Daylight starts its annual return with the Winter Solstice, but cold gray days continue well into the New Year. Gardens, shorn of flowers and deciduous leaves, are stark. In winter, evergreens make all the difference. And variegated varieties, their leaves edged, striped or splashed in contrasting tones, add zest and color to the landscape. With choice specimens available in many sizes and shapes, the only constant is variety.
English holly (Ilex aquifolia), brightens landscapes and winter arrangements with glossy green leaves and vibrant red berries on female plants. Variegated varieties include ‘Argenteomarginata’, with white leaf edges and ‘Aureomarginata’, featuring yellow borders. Both can be grown as large shrubs or small trees, reaching up to 20 feet tall and 12 feet wide, with a pyramidal habit. Variegated English holly thrives in full sun to light shade. Nearby male varieties provide necessary pollination for female plants.

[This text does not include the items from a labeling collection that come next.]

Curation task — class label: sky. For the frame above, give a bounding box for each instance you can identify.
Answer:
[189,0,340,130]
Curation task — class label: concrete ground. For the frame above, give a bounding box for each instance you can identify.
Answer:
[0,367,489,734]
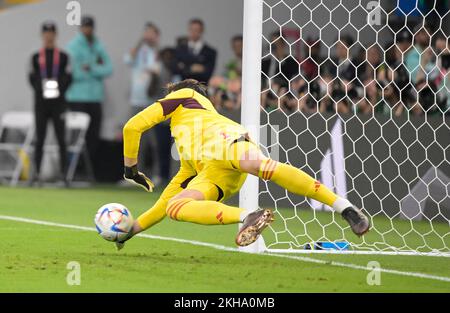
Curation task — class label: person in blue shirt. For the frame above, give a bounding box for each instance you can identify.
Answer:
[66,16,113,166]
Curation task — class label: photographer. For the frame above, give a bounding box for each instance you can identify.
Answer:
[29,22,72,181]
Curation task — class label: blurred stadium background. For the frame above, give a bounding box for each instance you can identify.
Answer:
[0,0,450,292]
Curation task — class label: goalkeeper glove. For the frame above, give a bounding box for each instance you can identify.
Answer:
[123,165,155,192]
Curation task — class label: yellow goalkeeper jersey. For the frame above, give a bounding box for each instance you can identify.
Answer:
[123,88,248,172]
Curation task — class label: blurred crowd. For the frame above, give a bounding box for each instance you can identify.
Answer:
[210,27,450,116]
[29,16,450,181]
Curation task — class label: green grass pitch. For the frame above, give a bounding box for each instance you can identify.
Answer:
[0,186,450,292]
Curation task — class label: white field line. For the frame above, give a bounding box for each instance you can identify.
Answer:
[0,215,450,282]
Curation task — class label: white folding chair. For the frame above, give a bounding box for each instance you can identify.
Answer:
[0,111,34,186]
[66,112,94,182]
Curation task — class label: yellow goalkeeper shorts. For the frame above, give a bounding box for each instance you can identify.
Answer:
[186,141,258,201]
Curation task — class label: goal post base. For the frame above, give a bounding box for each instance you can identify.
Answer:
[264,249,450,258]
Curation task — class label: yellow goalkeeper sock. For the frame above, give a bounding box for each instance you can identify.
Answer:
[166,198,246,225]
[136,199,167,230]
[258,159,351,213]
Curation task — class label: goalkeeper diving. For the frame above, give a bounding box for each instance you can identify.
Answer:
[116,79,370,249]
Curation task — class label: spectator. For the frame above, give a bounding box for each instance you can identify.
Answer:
[124,22,161,178]
[174,18,217,83]
[301,39,323,81]
[124,23,160,109]
[405,26,430,84]
[225,35,243,79]
[261,32,300,89]
[66,16,112,166]
[208,35,242,111]
[29,22,71,182]
[381,29,415,116]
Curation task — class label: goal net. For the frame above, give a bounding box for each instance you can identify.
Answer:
[241,0,450,256]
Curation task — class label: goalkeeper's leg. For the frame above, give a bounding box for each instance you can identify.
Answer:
[231,141,370,236]
[166,180,273,246]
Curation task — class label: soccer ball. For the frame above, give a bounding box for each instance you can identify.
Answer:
[94,203,133,241]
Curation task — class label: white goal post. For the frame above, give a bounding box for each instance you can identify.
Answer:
[239,0,450,257]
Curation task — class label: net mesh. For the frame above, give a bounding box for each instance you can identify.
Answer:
[259,0,450,254]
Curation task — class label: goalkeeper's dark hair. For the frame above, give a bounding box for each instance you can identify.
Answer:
[166,78,208,98]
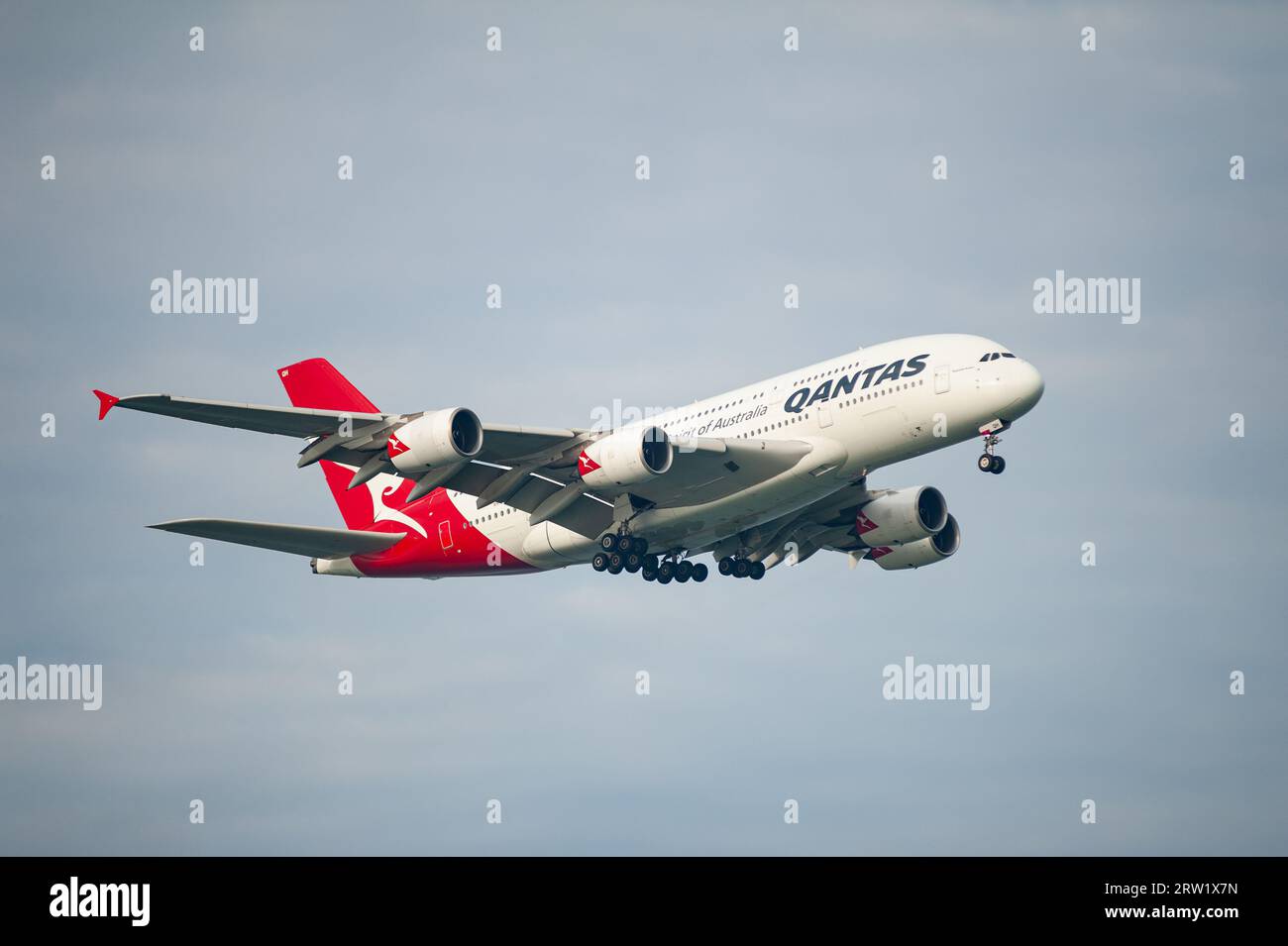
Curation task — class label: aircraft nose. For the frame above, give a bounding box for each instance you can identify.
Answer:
[1008,362,1046,420]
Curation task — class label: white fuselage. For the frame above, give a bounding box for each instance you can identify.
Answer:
[448,335,1042,569]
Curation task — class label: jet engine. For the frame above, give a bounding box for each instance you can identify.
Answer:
[854,486,952,555]
[389,407,483,473]
[868,516,962,572]
[577,427,675,489]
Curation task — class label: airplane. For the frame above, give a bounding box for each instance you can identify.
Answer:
[94,335,1044,584]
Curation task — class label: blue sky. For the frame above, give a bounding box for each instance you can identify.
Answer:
[0,3,1288,855]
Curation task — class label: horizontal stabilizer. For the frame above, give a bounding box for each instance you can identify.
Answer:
[149,519,407,559]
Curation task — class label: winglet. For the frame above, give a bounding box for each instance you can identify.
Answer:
[94,390,120,421]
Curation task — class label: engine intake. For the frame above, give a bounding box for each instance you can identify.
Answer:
[387,407,483,473]
[854,486,948,549]
[577,427,675,489]
[868,516,962,572]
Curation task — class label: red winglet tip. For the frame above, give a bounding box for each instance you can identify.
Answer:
[94,390,120,421]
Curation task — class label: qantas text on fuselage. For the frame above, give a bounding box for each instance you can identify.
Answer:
[95,335,1043,584]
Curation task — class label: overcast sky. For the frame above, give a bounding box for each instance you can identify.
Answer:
[0,3,1288,855]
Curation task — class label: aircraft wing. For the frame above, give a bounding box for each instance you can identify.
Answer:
[149,519,407,559]
[94,391,577,464]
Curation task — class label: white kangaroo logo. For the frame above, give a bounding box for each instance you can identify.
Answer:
[368,473,429,538]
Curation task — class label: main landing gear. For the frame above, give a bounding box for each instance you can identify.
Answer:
[979,434,1006,473]
[717,555,765,581]
[590,533,707,584]
[590,533,657,576]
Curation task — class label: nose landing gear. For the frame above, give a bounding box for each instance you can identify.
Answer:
[979,433,1006,473]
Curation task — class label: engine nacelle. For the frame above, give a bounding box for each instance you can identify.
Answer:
[387,407,483,473]
[577,427,675,489]
[854,486,948,549]
[868,516,962,572]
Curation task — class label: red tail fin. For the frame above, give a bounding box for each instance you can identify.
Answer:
[277,358,380,529]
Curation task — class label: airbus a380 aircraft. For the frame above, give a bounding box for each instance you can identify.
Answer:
[94,335,1043,584]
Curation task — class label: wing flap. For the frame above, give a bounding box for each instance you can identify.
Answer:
[149,519,407,559]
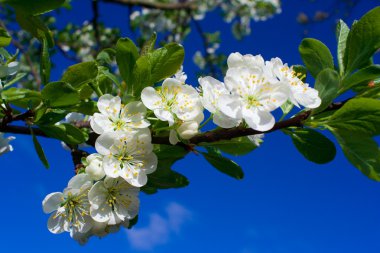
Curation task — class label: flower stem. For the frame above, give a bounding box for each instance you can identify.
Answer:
[199,114,212,129]
[88,82,103,97]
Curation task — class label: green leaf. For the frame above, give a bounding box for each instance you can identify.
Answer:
[34,109,67,126]
[141,145,189,194]
[70,100,99,116]
[1,88,42,108]
[341,65,380,93]
[336,19,350,76]
[201,148,244,179]
[61,61,98,89]
[333,130,380,181]
[299,38,334,78]
[40,32,51,85]
[292,65,307,82]
[140,32,157,55]
[148,43,185,84]
[200,137,257,156]
[96,48,116,65]
[4,73,26,89]
[30,128,50,169]
[116,38,139,94]
[344,7,380,74]
[39,123,88,145]
[0,27,12,47]
[41,82,80,108]
[128,56,153,96]
[326,98,380,136]
[0,0,65,15]
[284,128,336,164]
[313,69,340,113]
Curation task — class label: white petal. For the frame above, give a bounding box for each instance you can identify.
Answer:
[243,107,275,132]
[90,113,114,134]
[98,94,121,118]
[154,109,174,122]
[88,181,108,209]
[90,203,112,222]
[141,87,162,110]
[213,112,241,128]
[141,153,158,174]
[95,133,119,156]
[42,192,64,213]
[218,95,242,120]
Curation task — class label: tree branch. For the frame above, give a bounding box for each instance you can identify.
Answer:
[103,0,197,10]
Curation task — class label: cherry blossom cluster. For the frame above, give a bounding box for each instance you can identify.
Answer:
[43,53,321,243]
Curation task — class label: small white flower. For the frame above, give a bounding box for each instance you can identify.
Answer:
[42,174,93,238]
[86,154,105,180]
[88,178,140,225]
[267,58,321,108]
[0,133,16,155]
[169,113,204,145]
[90,94,150,134]
[198,76,241,128]
[95,130,157,187]
[141,78,203,125]
[218,54,288,131]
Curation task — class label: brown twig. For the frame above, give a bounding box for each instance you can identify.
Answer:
[103,0,197,10]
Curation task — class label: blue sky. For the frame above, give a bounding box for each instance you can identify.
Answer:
[0,0,380,253]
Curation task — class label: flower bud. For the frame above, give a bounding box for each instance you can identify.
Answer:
[177,121,199,140]
[86,154,105,180]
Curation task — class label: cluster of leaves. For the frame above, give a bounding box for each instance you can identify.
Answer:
[0,0,380,193]
[284,7,380,181]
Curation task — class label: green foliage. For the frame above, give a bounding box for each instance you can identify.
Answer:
[39,123,88,145]
[201,148,244,179]
[40,33,51,84]
[0,27,12,47]
[0,0,65,16]
[200,137,257,156]
[299,38,334,78]
[116,38,139,94]
[284,128,336,164]
[336,20,350,76]
[313,69,340,113]
[61,61,98,89]
[41,82,80,108]
[341,65,380,93]
[344,7,380,74]
[333,129,380,181]
[141,145,189,194]
[325,98,380,136]
[1,88,42,108]
[147,43,185,84]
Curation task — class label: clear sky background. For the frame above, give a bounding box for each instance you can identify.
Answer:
[0,0,380,253]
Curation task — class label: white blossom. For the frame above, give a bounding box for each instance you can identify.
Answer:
[169,113,204,145]
[198,76,241,128]
[141,78,203,125]
[90,94,150,134]
[0,133,16,155]
[218,55,288,131]
[86,154,105,180]
[95,130,157,187]
[88,177,140,225]
[42,174,93,239]
[267,58,321,109]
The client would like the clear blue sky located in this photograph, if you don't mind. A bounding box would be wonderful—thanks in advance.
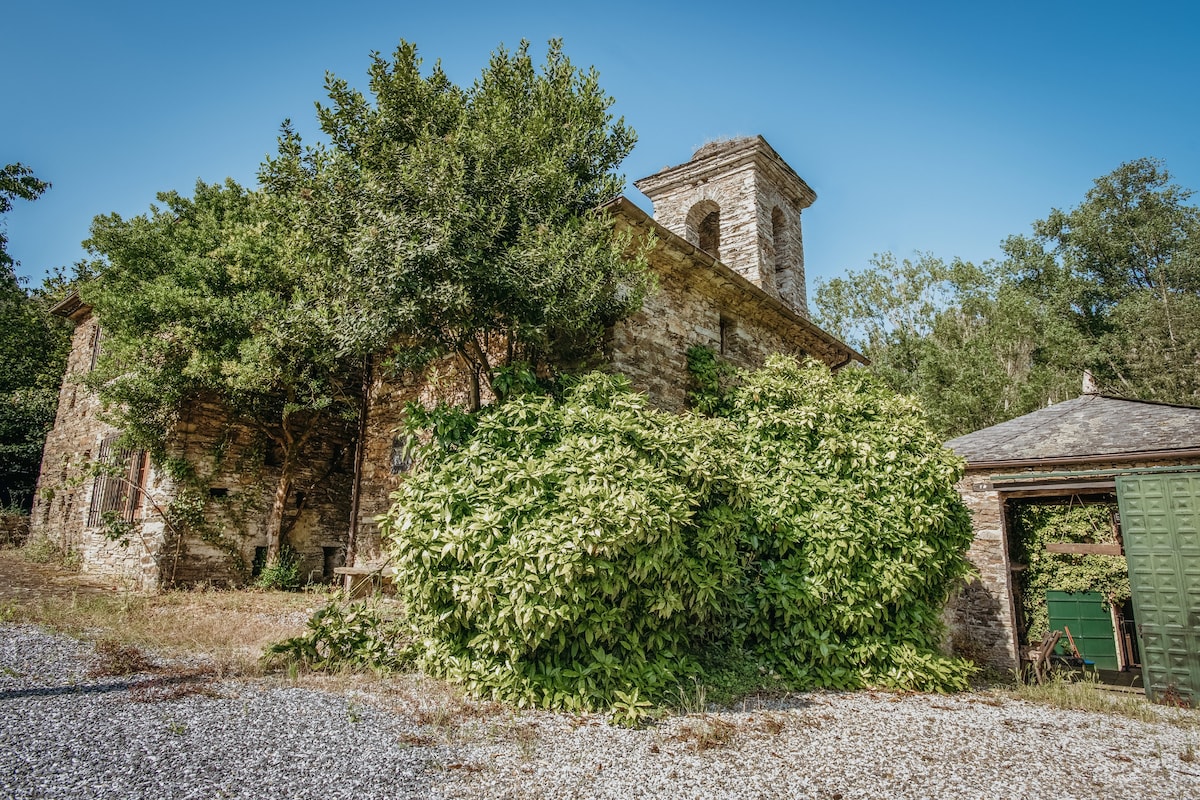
[7,0,1200,293]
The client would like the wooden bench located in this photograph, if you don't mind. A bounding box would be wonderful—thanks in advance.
[334,561,396,597]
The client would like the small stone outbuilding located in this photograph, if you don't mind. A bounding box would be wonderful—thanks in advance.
[31,137,863,589]
[947,384,1200,697]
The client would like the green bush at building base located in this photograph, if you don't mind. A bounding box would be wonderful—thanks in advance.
[384,359,971,709]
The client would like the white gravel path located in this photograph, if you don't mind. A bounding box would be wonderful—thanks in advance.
[0,625,1200,800]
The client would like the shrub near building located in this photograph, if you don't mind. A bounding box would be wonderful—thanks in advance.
[385,359,971,709]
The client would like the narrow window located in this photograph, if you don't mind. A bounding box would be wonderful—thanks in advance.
[770,206,792,296]
[88,435,149,528]
[320,547,346,581]
[696,211,721,258]
[250,547,266,578]
[684,200,721,258]
[88,325,104,372]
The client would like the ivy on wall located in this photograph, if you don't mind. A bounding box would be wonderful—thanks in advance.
[1013,505,1130,642]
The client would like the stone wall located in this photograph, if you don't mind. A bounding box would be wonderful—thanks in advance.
[0,513,29,547]
[349,357,482,565]
[606,200,857,410]
[946,458,1188,670]
[30,307,164,589]
[30,308,353,590]
[636,137,816,317]
[946,474,1018,670]
[162,401,354,585]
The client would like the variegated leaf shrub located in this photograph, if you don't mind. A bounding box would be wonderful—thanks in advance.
[383,359,971,709]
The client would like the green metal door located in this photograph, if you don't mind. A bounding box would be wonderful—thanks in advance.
[1046,591,1120,669]
[1117,473,1200,704]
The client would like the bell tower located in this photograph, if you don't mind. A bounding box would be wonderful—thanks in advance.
[634,136,817,317]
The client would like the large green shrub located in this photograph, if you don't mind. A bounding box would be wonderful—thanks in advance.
[386,374,742,708]
[384,360,971,708]
[726,359,972,688]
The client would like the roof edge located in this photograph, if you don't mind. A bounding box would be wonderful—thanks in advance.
[950,447,1200,471]
[600,196,871,369]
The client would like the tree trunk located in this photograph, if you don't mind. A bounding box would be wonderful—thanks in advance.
[266,462,292,564]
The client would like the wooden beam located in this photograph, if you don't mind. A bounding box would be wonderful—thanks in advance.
[1046,542,1124,555]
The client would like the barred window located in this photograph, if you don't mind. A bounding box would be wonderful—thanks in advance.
[88,435,149,527]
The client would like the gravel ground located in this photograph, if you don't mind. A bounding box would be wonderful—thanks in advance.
[0,625,1200,800]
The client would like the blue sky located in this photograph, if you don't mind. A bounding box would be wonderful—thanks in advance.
[7,0,1200,296]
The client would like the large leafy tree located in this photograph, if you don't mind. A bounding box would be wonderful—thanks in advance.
[263,41,648,407]
[84,37,648,560]
[82,181,359,561]
[0,164,68,509]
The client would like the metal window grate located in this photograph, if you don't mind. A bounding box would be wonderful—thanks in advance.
[88,437,146,528]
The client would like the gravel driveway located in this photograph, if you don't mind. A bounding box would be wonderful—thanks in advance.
[0,625,1200,800]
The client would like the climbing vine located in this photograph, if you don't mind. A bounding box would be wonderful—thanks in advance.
[1013,505,1130,642]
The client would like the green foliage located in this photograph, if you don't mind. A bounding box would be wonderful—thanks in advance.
[386,374,739,709]
[688,344,737,416]
[727,359,972,690]
[80,38,648,560]
[0,164,70,510]
[383,360,971,714]
[263,601,406,672]
[1013,505,1132,642]
[262,41,649,405]
[254,547,300,591]
[815,158,1200,437]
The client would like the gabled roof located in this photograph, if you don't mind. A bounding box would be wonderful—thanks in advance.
[946,395,1200,465]
[600,196,870,369]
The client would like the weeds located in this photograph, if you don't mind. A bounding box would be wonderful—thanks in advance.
[17,536,79,571]
[263,600,406,672]
[1007,672,1200,728]
[254,548,300,591]
[671,714,738,753]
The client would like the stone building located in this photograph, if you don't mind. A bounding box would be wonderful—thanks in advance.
[32,137,863,588]
[947,381,1200,697]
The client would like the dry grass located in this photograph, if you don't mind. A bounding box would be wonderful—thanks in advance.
[0,582,325,675]
[1001,675,1200,728]
[671,714,738,753]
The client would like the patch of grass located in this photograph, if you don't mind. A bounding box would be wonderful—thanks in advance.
[17,536,79,571]
[671,714,738,753]
[672,651,788,714]
[4,582,314,675]
[1001,672,1200,728]
[89,638,155,678]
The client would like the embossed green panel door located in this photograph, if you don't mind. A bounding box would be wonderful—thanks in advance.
[1117,473,1200,705]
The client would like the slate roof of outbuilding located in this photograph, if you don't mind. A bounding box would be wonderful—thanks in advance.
[946,395,1200,464]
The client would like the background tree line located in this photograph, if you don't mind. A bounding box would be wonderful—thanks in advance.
[816,158,1200,438]
[0,163,71,510]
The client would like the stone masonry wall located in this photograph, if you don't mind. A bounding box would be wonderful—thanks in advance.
[637,137,816,317]
[30,313,164,589]
[352,359,480,565]
[163,401,354,585]
[607,204,850,410]
[946,474,1018,672]
[946,458,1187,670]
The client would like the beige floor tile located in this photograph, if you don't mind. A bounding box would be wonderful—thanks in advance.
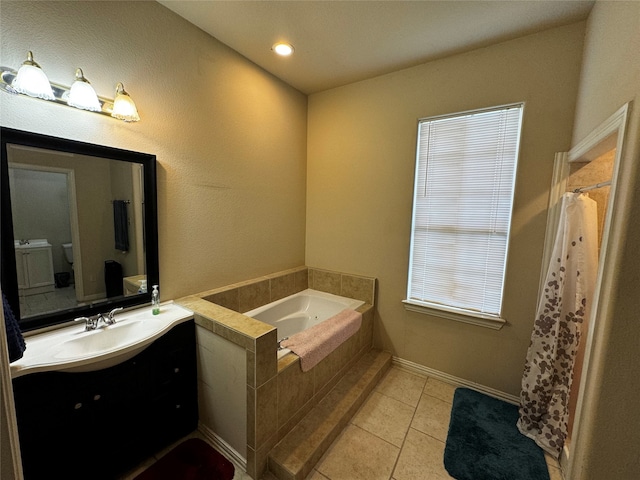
[305,470,329,480]
[376,367,427,407]
[351,392,415,447]
[393,428,453,480]
[422,377,456,403]
[411,395,451,442]
[316,425,400,480]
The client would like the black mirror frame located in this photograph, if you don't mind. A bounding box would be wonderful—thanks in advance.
[0,127,160,331]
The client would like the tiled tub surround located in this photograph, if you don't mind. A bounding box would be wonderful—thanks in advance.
[178,267,375,479]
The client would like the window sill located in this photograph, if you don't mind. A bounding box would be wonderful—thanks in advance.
[402,300,507,330]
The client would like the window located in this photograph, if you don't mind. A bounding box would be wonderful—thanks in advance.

‘Golden King’ is one such male. It is an English holly hybrid (Ilex x altaclerensis) that features slightly more rounded leaves than its parent and golden variegation on the leaf edges. Developed at England’s Highclere Castle, home to TV’s “Downton Abbey”, it grows up to 24 feet tall and 12 feet wide.
Variegated Winter Daphne
Winter or fragrant daphne (Daphne odora) is aptly named. The fragrant flowers appear very early—in late winter or early spring. With leathery leaves and a mounding habit, shade-tolerant winter daphne makes a good hedging or specimen plant, especially in alkaline soil. Tempting variegated varieties include ‘Aureomarginata’, with yellow leaf margins, ‘Rubra Variegata’, featuring rosy-pink flowers and white-edged foliage, and ‘Variegata’ with soft pink blooms and bright yellow leaf margins.
Variegated False Holly
It’s easy to mistake false holly or holly olive (Osmanthus heterophyllus) for the real thing. The dense, spiny leaves resemble those of English holly, though the leaves are smaller and denser, and false holly does not produce its namesake’s bright red fruits. Osmanthus is a densely-leafed, upright shrub that grows into an oval shape and usually tops out at 8 to 10 feet tall and wide. It can also be clipped into standard form.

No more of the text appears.